I. Context: Signal Processing vs. Statistical Estimation

Before diving into Besov spaces, it is crucial to understand the fundamental shift from Convolution (used in neuroscience/signal processing) to Basis Expansion (used in statistics).

Feature Wavelet Convolution (CWT) Wavelet Basis (DWT)
Goal Phase, Power Extraction & Visualization Estimation, Compression, Denoising
Method Sliding window (Redundant) Tiling / Grid (Orthogonal)
Structure Smooth, overlapping coefficients Sparse, independent coefficients
Wavelet Complex Morlet (Smooth) Haar, Daubechies (Compact/Step)

In the statistical context (e.g., nonparametric regression), we prioritize efficiency and sparsity. We want to reconstruct a function $f(t)$ using the fewest number of coefficients possible.


II. The Haar Wavelet Basis

The text provided focuses on the Haar Multivariate Wavelet Basis. This system creates a hierarchical representation of a function using step-like “building blocks.”

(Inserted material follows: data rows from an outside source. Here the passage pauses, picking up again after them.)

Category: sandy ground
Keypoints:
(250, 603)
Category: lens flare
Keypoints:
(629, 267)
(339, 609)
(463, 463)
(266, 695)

1. The Structure (Setting $J=0$)

The analysis starts at the coarsest level ($J=0$), dividing the function into two categories:

  • Scaling Coefficients ($\theta_\phi$):
    • Symbol: $\Phi_0$
    • Role: Represents the Global Trend or average of the function over the domain $[0,1]^d$. The coefficient is simply just the mean of the function.
  • Wavelet Coefficients ($\theta_\psi$):
    • Symbol: $\Psi_j$ (for levels $j \ge 0$)
    • Role: Captures Abrupt Oscillations and details that deviate from the global trend.
    • Resolution: As level $j$ increases, the wavelets become narrower and taller, capturing higher-frequency details.

2. Why Haar?

The Haar basis is chosen because projecting a density onto this basis is mathematically equivalent to Equal-Sized Binning or histogramization. The resolution level decides the bin width and the coefficients are the bin heights. This allows researchers to link abstract function space theory directly to the discretization error inherent in statistical testing.


III. The Besov Ball: A “Budgeting Game”

How do we define if a function is “smooth”? The Besov Norm ($|||f|||_{s,2,q}$) measures smoothness by calculating the “cost” of building the function using these wavelet blocks.

\[|||f|||_{s,2,q} := \left[ \sum_{j=0}^{\infty} \underbrace{2^{jsq}}_{\text{Price Tag}} \underbrace{\left( \sum_{\psi \in \Psi_j} |\theta_{\psi}(f)|^2 \right)^{q/2}}_{\text{Energy at Level } j} \right]^{1/q}\]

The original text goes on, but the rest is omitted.